Re: [RFD] posix-timers: CRIU woes

From: Thomas Gleixner
Date: Wed May 10 2023 - 04:31:16 EST


Pavel!

On Wed, May 10 2023 at 12:36, Pavel Tikhomirov wrote:
> On 10.05.2023 05:42, Thomas Gleixner wrote:
>> So because of that half thought out user space ABI we are now up the
>> regression creek without a paddle, unless CRIU can accomodate to a
>> different restore mechanism to lift this restriction from the kernel.
>>
>> Thoughts?
>
> Maybe we can do something similar to /proc/sys/kernel/ns_last_pid?
> Switch to per-(process->signal) idr based approach with idr_set_cursor
> to set next id for next posix timer from new sysctl?

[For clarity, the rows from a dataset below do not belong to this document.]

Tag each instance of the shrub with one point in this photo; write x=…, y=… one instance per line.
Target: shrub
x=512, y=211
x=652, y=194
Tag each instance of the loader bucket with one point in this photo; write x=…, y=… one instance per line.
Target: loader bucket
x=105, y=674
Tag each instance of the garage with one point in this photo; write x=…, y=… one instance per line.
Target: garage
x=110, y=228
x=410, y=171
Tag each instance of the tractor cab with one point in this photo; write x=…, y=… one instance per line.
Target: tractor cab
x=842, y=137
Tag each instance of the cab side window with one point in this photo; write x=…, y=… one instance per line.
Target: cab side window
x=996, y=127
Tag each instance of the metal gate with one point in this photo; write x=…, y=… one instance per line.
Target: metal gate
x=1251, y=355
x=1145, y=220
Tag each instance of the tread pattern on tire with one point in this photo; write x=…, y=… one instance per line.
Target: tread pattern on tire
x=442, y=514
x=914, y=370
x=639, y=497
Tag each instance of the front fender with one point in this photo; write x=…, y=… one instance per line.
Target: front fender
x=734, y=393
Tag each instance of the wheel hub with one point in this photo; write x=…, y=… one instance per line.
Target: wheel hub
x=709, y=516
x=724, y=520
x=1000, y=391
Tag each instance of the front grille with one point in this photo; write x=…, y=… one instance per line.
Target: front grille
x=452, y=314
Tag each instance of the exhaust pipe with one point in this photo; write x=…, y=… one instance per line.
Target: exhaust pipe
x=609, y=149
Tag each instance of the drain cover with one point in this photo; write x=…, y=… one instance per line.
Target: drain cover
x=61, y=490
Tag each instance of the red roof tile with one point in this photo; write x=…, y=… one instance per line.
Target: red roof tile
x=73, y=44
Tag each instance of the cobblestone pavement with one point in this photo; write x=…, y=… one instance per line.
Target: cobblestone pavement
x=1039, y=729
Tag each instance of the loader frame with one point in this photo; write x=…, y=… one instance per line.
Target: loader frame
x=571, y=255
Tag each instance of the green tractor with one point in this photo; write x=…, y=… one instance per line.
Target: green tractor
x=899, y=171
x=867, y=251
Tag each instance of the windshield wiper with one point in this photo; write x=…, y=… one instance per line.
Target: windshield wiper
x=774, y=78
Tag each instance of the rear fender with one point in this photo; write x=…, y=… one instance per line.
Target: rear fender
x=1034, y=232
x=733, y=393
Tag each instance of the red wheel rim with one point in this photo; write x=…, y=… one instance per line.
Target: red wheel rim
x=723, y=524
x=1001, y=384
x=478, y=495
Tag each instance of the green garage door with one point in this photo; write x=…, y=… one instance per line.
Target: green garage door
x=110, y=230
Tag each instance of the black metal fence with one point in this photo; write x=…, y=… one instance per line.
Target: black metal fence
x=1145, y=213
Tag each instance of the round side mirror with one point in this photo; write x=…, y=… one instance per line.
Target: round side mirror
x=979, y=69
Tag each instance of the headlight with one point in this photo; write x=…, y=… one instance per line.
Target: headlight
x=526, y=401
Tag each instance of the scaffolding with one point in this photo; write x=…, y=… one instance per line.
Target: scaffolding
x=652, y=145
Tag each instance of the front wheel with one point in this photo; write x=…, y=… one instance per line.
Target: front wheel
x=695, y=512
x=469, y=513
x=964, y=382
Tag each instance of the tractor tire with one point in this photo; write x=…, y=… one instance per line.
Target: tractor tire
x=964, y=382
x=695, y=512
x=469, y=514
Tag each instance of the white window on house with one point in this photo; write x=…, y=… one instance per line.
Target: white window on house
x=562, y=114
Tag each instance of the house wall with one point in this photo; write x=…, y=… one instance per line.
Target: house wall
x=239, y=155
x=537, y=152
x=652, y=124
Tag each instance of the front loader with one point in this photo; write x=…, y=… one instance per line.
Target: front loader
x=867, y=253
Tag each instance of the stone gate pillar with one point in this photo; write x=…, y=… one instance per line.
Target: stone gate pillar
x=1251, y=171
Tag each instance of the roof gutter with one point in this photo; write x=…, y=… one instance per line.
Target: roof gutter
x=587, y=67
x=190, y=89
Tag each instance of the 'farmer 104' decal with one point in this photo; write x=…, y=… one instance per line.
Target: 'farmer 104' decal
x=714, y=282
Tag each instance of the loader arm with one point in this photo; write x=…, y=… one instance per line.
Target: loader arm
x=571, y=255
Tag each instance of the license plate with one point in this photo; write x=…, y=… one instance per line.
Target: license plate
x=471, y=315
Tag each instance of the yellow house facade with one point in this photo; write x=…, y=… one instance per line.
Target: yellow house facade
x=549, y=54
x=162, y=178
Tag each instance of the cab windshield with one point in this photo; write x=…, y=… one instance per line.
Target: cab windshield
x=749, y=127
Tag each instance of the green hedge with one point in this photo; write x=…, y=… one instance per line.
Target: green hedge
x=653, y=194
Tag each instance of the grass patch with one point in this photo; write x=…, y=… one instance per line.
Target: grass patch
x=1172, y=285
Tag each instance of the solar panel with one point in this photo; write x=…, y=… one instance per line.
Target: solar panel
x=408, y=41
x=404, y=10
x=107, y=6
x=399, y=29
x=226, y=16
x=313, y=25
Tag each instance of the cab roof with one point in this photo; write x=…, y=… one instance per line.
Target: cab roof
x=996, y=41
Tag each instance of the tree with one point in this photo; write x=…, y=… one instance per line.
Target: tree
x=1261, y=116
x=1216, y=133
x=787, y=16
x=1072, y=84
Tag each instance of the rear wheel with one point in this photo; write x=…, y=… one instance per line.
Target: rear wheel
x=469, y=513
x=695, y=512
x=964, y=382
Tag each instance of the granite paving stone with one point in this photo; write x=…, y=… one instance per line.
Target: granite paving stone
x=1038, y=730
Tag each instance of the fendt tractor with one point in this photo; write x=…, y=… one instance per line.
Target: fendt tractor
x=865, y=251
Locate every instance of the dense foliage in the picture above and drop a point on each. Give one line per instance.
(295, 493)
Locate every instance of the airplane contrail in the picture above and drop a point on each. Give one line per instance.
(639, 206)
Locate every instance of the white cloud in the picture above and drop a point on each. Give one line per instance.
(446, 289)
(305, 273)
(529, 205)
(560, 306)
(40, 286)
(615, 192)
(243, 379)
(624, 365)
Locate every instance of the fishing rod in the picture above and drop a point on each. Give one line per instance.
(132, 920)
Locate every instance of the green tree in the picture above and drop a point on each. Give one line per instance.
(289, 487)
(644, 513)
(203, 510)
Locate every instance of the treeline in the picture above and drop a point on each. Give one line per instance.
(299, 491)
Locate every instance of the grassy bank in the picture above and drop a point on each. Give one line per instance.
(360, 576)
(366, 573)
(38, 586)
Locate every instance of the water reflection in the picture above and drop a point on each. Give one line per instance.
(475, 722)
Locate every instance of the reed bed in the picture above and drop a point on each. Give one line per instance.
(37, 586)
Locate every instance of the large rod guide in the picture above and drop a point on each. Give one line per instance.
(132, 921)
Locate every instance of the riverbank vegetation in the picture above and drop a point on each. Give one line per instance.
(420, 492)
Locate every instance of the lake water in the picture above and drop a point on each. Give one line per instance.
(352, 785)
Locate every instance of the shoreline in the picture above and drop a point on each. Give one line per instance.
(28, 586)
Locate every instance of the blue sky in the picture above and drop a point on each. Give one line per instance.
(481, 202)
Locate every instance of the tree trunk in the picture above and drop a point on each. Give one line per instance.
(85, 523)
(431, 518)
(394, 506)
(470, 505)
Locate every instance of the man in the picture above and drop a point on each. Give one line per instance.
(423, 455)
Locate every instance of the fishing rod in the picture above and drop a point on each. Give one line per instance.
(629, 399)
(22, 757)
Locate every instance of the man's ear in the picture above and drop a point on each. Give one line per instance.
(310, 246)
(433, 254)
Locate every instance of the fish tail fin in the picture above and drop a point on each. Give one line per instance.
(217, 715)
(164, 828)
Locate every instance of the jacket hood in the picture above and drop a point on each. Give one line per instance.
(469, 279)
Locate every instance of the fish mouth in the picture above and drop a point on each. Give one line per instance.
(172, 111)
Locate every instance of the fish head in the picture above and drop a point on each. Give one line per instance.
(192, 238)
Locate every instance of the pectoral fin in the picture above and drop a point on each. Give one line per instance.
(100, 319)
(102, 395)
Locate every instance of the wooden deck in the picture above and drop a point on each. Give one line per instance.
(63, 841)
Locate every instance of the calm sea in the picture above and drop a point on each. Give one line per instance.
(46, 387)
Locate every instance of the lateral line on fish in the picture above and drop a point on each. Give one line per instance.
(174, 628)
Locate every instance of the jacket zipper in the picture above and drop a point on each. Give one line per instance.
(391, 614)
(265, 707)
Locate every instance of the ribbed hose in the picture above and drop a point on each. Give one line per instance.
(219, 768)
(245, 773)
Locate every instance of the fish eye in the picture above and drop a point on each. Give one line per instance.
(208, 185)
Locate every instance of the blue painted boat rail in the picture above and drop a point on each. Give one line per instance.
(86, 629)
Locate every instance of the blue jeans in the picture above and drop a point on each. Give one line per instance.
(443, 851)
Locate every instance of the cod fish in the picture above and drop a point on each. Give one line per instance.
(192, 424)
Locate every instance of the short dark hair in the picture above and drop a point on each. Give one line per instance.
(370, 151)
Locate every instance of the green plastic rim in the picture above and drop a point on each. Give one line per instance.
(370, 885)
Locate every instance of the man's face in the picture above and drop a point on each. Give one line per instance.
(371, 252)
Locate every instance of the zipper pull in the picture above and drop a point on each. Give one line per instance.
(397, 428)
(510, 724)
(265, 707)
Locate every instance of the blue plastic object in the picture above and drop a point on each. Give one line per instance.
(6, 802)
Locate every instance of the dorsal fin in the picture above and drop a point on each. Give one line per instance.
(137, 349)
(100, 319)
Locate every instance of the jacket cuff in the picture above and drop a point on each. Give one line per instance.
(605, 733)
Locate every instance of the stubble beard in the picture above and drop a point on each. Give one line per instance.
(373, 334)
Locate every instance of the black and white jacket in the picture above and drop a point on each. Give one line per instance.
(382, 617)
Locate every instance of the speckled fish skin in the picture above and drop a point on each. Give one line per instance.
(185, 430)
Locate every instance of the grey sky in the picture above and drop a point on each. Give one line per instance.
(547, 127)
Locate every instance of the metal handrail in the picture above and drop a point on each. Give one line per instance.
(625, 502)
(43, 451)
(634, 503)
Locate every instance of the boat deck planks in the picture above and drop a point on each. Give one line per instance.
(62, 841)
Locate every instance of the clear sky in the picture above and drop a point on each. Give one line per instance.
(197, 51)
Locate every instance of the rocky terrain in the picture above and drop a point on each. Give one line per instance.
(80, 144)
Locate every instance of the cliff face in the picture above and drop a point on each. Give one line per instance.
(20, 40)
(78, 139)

I'm not a fan of such sysctls. We have already too many of them and that
particular one does not buy much.

We can simply let timer_create() or a new syscall create a timer at a
given ID.

That allows CRIU to restore any checkpointed process no matter which
kernel version it came from without doing this insane create/delete
dance.

The downside is that this allows to create stupidly sparse timer IDs
even for the non CRIU case, which increases per process kernel memory
consumption and creates slightly more overhead in the signal delivery
path. The latter is a burden on the process owning the timer and not
affecting expiry, which is a context stealing operation. The memory part
needs eventually some thoughts vs. accounting.

If the 'explicit at ID' option is not used then the ID mechanism is
optimzied for dense IDs by using the first available ID in a bottom up
search, which recovers holes created by a timer_delete() operation.

Thanks,

tglx